The path-breaking modernist composer Arnold Schoenberg was a friend of Mahler, who helped the young composer during his early controversial years in Vienna. Michael Arnowitt performs a selection of pieces from Schoenberg’s expressionist period which predates his famous later development of 12-tone music. These compositions from Schoenberg’s opus 11 and 19, the last piece of which was composed upon returning home from attending Mahler’s funeral in 1911, are from this crucial turning point in history where the first-ever music without key was being written, while at the same time Kandinsky, a friend of Schoenberg, was creating the first abstract art paintings. Audiences will hear, though, how despite Schoenberg’s reputation as a revolutionary composer,he retained elements of Mahler’s great romanticism that keeps Schoenberg’s soundworld wonderfully human.

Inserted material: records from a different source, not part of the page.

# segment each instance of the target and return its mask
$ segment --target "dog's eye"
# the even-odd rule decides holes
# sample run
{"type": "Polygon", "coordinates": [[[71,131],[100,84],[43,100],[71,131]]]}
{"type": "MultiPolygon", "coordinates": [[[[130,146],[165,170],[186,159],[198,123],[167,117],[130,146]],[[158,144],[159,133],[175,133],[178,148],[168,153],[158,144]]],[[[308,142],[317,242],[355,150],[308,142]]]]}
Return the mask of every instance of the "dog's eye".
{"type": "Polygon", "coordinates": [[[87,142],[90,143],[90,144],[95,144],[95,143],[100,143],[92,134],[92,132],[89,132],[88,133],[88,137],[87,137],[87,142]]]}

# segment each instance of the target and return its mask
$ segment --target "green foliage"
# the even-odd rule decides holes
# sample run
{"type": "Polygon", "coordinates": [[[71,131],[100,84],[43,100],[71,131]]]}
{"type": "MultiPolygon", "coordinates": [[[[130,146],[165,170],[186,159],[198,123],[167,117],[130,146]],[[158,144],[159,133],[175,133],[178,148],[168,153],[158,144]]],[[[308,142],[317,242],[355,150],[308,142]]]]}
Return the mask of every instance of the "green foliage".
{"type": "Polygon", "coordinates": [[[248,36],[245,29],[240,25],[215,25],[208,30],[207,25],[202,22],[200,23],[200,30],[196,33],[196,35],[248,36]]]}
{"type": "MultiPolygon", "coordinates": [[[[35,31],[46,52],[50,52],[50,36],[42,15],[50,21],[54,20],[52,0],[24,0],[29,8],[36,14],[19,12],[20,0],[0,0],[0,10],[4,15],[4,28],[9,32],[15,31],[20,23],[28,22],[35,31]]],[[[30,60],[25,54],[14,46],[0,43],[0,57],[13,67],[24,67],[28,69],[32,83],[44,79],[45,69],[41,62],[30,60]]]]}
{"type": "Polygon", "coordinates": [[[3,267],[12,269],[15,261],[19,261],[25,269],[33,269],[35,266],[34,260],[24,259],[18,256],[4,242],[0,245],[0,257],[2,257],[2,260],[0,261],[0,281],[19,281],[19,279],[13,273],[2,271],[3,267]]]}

A highlight of the program are pieces by the present-day Ukrainian composer Victoria Poleva. This Kiev-based composer writes highly absorbing music that is simple yet powerful, expressive, and deeply spiritual. Victoria Poleva recently sent Michael Arnowitt ten of her piano compositions. This year marks the beginning of Arnowitt’s efforts to champion her music and raise awareness in North America of this outstanding composer. Her Sonata “quasi una fantasia” borrows the official title of Beethoven’s famous “Moonlight” Sonata and is a dramatic, moving work of great emotional depth. “Ischia Island,” one of her most recent compositions, is an atmospheric piece presumably influenced by the island of that name off the coast of Naples, Italy.

Crossroads presents music that reveals what great art can be. At its most moving, art is not escapist entertainment but touches our deepest emotions and spiritual yearnings through these composers who did not shy away from exploring our innermost selves.